Secondo don Poli non si è trattato di un sentimento improvviso, nato sull’onda dell’emozione: «Le famiglie che hanno aiutato i rom sono le stesse che da più di un anno hanno imparato a conoscerli mediante il progetto di integrazione attivato nel quartiere. Sono quelle i cui figli sono compagni di classe dei giovani rom, quelle che hanno seguito i corsi di approfondimento e di socializzazione nei confronti della realtà dei nomadi».

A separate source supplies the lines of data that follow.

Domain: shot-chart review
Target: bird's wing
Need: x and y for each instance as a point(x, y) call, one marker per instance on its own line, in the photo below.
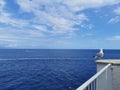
point(99, 54)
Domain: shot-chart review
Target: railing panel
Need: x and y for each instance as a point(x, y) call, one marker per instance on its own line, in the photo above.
point(100, 81)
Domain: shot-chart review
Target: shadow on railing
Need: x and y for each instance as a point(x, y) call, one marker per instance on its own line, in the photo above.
point(100, 81)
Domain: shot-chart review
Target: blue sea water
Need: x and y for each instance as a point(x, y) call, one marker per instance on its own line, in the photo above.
point(47, 69)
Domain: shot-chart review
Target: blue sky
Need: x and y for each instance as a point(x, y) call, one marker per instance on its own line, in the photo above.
point(60, 24)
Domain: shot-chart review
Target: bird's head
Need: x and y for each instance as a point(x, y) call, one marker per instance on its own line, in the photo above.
point(101, 50)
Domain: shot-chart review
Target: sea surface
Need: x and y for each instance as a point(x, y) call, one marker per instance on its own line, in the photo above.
point(48, 69)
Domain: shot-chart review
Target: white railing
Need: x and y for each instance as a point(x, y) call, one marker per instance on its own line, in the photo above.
point(100, 81)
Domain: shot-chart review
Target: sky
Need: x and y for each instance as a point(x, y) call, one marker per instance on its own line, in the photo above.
point(60, 24)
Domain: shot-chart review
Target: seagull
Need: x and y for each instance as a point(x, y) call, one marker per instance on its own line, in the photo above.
point(99, 55)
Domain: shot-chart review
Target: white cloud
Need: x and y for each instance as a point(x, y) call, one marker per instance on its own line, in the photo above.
point(114, 20)
point(117, 37)
point(85, 4)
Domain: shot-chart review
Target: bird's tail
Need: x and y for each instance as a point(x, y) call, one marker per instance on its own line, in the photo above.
point(94, 57)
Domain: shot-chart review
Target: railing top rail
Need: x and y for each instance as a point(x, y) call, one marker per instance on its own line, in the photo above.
point(93, 78)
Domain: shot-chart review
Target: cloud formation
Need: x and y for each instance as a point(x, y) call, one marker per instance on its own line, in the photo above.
point(38, 20)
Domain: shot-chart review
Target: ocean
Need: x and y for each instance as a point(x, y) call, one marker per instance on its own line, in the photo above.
point(48, 69)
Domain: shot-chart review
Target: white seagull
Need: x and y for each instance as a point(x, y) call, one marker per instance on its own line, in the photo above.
point(99, 55)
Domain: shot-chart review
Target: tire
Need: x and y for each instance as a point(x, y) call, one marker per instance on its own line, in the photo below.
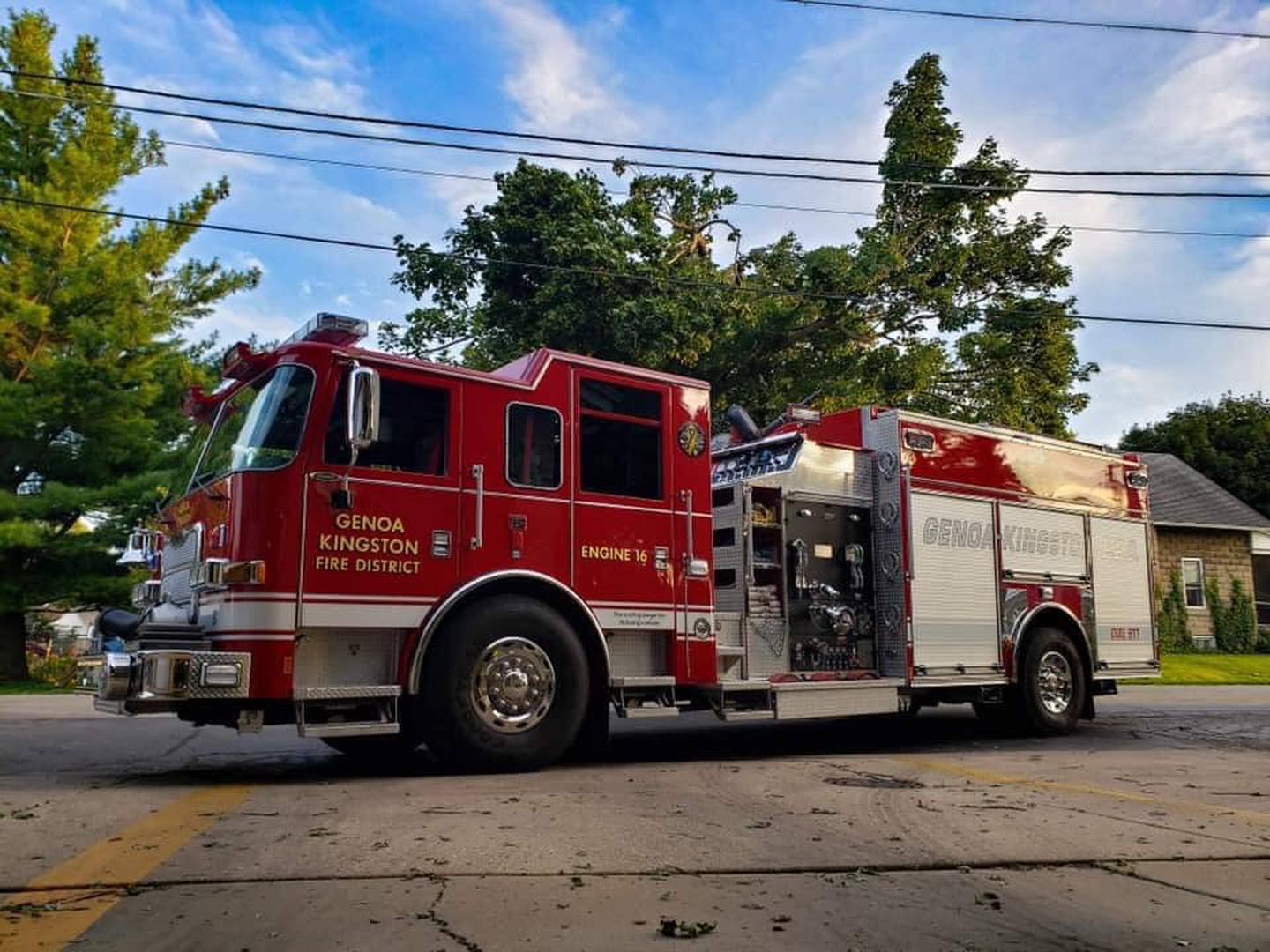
point(1052, 684)
point(377, 749)
point(505, 688)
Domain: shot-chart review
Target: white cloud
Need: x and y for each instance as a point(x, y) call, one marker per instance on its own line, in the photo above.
point(557, 83)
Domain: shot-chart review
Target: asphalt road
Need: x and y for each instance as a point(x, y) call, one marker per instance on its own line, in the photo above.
point(1148, 829)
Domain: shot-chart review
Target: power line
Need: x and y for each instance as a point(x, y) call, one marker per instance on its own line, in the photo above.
point(676, 167)
point(609, 144)
point(770, 206)
point(589, 271)
point(1035, 20)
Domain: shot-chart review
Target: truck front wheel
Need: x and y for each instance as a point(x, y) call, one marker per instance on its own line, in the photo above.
point(1052, 683)
point(505, 688)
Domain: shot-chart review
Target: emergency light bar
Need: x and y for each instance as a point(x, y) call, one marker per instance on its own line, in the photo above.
point(332, 329)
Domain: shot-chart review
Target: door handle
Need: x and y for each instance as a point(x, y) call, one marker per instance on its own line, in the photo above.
point(479, 528)
point(693, 568)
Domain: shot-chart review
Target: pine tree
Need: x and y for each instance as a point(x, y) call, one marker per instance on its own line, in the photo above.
point(92, 363)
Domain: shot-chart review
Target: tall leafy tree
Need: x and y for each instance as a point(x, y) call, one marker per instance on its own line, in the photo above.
point(944, 305)
point(1229, 441)
point(92, 363)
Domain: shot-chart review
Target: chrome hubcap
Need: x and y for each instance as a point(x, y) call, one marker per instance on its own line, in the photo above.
point(513, 686)
point(1054, 680)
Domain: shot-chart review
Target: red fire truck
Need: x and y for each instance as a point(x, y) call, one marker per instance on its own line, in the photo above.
point(392, 553)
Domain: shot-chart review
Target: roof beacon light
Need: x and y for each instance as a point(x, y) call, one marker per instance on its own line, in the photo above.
point(332, 329)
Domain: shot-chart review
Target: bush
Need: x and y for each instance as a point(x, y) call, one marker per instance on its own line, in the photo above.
point(1171, 619)
point(1235, 621)
point(58, 671)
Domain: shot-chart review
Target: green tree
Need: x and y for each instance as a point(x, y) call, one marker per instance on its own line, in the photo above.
point(944, 305)
point(1227, 441)
point(92, 363)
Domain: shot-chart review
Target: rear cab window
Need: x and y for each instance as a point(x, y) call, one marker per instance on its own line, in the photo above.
point(620, 444)
point(534, 446)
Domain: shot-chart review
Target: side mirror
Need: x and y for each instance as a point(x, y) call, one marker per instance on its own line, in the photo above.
point(363, 407)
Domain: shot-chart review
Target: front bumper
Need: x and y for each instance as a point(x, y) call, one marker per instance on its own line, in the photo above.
point(158, 680)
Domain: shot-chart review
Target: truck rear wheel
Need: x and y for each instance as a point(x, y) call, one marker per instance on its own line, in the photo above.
point(1052, 683)
point(505, 688)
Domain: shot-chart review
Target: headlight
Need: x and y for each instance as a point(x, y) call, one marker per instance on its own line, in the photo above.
point(146, 593)
point(213, 573)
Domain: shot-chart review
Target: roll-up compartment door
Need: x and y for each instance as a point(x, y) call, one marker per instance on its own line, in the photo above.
point(1122, 591)
point(1041, 542)
point(954, 583)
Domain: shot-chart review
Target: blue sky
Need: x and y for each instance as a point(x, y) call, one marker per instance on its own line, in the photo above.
point(742, 74)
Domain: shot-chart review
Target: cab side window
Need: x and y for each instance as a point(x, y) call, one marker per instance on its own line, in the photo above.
point(415, 429)
point(620, 439)
point(533, 446)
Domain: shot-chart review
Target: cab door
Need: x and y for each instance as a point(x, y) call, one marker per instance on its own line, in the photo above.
point(624, 505)
point(380, 532)
point(516, 487)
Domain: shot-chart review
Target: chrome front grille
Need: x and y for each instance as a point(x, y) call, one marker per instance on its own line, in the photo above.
point(179, 557)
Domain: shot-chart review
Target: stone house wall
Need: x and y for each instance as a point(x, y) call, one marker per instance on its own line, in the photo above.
point(1227, 555)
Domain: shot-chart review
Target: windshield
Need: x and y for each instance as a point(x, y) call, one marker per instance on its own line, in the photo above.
point(259, 427)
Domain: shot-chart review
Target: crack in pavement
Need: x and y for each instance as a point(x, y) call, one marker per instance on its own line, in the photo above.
point(430, 915)
point(1194, 890)
point(661, 873)
point(1165, 827)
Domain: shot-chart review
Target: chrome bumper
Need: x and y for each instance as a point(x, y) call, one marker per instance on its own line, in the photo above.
point(136, 682)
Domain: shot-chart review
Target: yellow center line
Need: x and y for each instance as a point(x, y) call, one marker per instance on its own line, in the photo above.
point(975, 773)
point(51, 917)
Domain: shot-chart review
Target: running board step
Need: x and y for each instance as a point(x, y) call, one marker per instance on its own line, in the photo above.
point(348, 729)
point(651, 711)
point(347, 711)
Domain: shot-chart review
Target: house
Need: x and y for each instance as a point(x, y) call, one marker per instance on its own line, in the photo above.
point(1203, 532)
point(56, 631)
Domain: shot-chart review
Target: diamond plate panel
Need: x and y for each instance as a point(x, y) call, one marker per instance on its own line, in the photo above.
point(882, 435)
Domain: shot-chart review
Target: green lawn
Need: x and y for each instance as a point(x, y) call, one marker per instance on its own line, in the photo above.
point(32, 687)
point(1212, 669)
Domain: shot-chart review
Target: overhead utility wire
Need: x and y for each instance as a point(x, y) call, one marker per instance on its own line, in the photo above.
point(676, 167)
point(583, 270)
point(1035, 20)
point(771, 206)
point(609, 144)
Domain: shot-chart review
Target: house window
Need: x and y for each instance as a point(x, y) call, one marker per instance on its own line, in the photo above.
point(1261, 588)
point(413, 429)
point(1192, 582)
point(533, 446)
point(621, 439)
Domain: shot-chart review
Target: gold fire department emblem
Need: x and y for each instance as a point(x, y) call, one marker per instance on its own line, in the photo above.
point(692, 441)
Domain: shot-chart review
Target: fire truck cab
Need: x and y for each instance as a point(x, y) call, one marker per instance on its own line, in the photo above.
point(392, 553)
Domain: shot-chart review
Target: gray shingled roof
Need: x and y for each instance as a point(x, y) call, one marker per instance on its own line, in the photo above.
point(1181, 496)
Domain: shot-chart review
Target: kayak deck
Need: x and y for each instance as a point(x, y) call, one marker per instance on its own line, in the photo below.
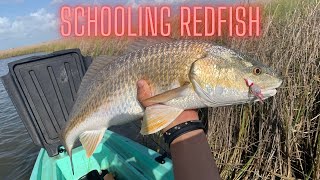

Valerio Pedroni, coordinatore dell’équipe di strada Segnavia dei Padri Somaschi, conferma che «diverse realtà si sono mobilitate per aiutare gli sfollati: le suore, le parrocchie, gli oratori, le Acli, gli insegnanti, le famiglie dei ragazzi che frequentano la scuola Pini». Il quartiere si è mosso, ma non è bastato. «Alcune famiglie hanno trovato ospitalità a Lambrate – prosegue Pedroni -, ma molti hanno passato la notte all’addiaccio, protetti solo dalle campate del cavalcavia». La richiesta di alloggi, tende, stanze, locali riscaldati in cui passare la notte, aggiunge don Poli, «è ancora alta».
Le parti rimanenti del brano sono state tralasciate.